A couple of days after hearing a debate about whether or not bank employees, who have been found to have done the wrong thing, ought to be named and shamed, I wondered what the banks could do to repair customer perceptions. Then I hear that at least one of the banks has reportedly offered property investor borrowers what appears to be a sweet deal. Borrowers may have the opportunity to keep their current lending rate on an interest only loan, provided they change to principal and interest.

Is this an effort to look after customers, or are banks helping themselves?

While in theory paying something off the principal each fortnight or month reduces the total borrowing costs over the life of the loan, and saves you money, it also places a restriction on your cash flow, or ability to borrow for other investments.

Property investors know how important this is. Say you currently pay $2,500 a month in interest, you may be paying $3,500 on a principal and interest loan. That is $1,000 a month that you don’t have to fund the purchase of another investment property, or to save for shares. Some people are yet to learn how to invest safely in the market and so they have a large exposure to direct property and not enough in shares.

Now back to cash flow….

Remember, banks don’t care if you have a sizeable sum in your bank account that could be used to fund the loan payments, as it could be there one day and gone the next. Your capacity to pay will be considered based on your income and expenses, including existing loans.

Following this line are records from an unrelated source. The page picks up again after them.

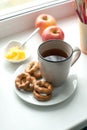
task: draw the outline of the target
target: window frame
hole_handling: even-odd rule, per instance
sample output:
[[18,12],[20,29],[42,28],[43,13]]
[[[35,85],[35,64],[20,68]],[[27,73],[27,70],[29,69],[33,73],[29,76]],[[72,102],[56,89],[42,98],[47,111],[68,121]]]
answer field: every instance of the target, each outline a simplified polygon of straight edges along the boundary
[[[53,3],[43,6],[43,8],[39,7],[31,11],[27,10],[17,15],[2,18],[2,20],[0,20],[0,38],[34,28],[35,18],[41,13],[49,13],[59,19],[73,15],[75,14],[75,10],[72,8],[72,4],[72,0],[55,4]],[[55,13],[54,8],[57,13]]]

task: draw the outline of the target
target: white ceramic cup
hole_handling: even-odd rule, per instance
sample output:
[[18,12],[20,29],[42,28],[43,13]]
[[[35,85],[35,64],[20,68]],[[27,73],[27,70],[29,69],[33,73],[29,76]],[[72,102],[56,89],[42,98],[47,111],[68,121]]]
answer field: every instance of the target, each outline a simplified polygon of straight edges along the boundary
[[[59,53],[58,50],[62,50],[67,57],[59,61],[46,59],[45,56],[50,54],[45,52],[53,49],[56,49],[57,53]],[[38,61],[43,77],[54,86],[61,85],[68,77],[71,66],[77,61],[80,54],[79,48],[72,49],[68,43],[62,40],[49,40],[40,44],[38,48]]]
[[87,24],[79,21],[80,30],[80,48],[81,51],[87,55]]

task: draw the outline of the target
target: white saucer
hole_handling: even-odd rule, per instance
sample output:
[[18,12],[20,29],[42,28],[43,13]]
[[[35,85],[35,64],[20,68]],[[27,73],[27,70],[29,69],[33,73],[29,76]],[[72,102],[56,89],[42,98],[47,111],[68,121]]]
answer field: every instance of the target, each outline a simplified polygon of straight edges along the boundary
[[[16,78],[16,76],[22,72],[24,72],[26,64],[20,66],[14,73],[14,80]],[[16,94],[24,101],[34,104],[34,105],[40,105],[40,106],[50,106],[50,105],[54,105],[54,104],[58,104],[61,103],[63,101],[65,101],[66,99],[68,99],[76,90],[77,87],[77,76],[75,74],[72,74],[70,72],[69,77],[67,78],[67,80],[65,81],[65,83],[59,87],[55,87],[53,90],[53,96],[52,99],[49,101],[37,101],[34,97],[32,92],[23,92],[23,91],[19,91],[16,87],[15,87],[15,82],[13,81],[13,85],[14,85],[14,90],[16,92]]]

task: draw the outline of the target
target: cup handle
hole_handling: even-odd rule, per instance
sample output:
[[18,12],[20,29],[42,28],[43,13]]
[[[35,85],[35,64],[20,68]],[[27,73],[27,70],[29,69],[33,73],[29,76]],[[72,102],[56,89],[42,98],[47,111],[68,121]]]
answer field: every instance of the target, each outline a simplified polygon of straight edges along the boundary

Speak to your bank and check a mortgage calculator before making a decision. Consider what the extra sum represents, and how far the interest only loan rate would have to rise before it impacts your cash flow by the same amount.

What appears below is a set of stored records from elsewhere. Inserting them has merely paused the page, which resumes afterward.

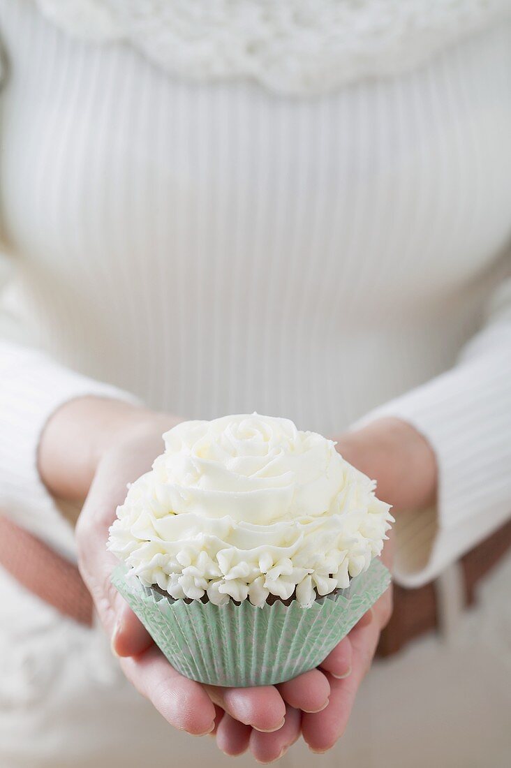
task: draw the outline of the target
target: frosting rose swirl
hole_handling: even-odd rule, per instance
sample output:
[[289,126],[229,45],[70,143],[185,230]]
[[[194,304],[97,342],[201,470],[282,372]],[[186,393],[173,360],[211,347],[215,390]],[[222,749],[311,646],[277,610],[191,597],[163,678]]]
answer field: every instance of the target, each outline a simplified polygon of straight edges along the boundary
[[257,414],[184,422],[130,487],[108,548],[143,584],[216,604],[346,588],[393,521],[335,443]]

What do we expect in the market?

The All Ordinaries Index (XAO) received a boost yesterday from overseas markets, gaining 14 points or 0.24 per cent to close at 5827.5 points. Initially, the market was up by around 27 points, however, news of a higher unemployment rate in Australia softened the rise.

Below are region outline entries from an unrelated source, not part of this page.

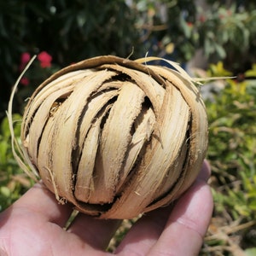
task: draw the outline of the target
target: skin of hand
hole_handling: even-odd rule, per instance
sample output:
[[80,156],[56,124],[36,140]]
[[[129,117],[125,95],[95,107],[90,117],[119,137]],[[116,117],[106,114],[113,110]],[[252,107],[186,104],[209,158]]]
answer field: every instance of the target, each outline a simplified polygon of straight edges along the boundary
[[0,255],[198,255],[213,208],[209,177],[204,161],[197,179],[175,205],[145,213],[113,253],[105,249],[119,220],[79,213],[65,230],[72,206],[58,204],[43,183],[36,183],[0,213]]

Should the market fall below 5724 points over the coming two weeks, it is likely to soften slightly further before finding support for the next rise. However, I see a move in either direction at this point as positive. When the market eventually trades above the high of 5881 points in February 2017 this will indicate that the market is on track to reach the target zone and challenge the all-time high in 2018. Either way, I remain bullish on the Australian market, as despite what you may hear, it is behaving in a ‘normal’ fashion.

Looking overseas, the US market has softened over the past week, however, it enjoyed buyer support on Wednesday evening following the announcement by the FED to lift rates. However, it appears that the boost in US equities may have been more to do with the FED’s commentary not changing markedly from the “steady as she goes” approach. We are likely to see at least one more rise from the FED this year.

Interestingly, with all of the discussions about Brexit, the UK market has remained incredibly strong, having pushed through past resistance to a new all-time high last year. All markets have been pushing higher, including the German market, the DAX, which is about to challenge its all-time high. So the big money markets, including the US, are either trading in blue sky (and making new all-time highs, or are close to breaking into blue sky territory, except for the Asian markets, particularly the Hang Seng (HSI) and the Shanghai Composite Index (SSEC), which are currently in the order of 25% and 47% below their all-time highs, respectively. And, our market, being in the Asian region, is also well below the high.

This global momentum to new highs means our market is lagging, and will eventually break through its high. My analyst team believe there is a reasonable probability of a new all-time high (6873 points) being achieved during the next 12 to 18 months (at the latter end of this period) and this is our current target for the medium term. The previous medium term target between 6200 to 6400 points, or 6% to 10% above the current level, is now the short term target.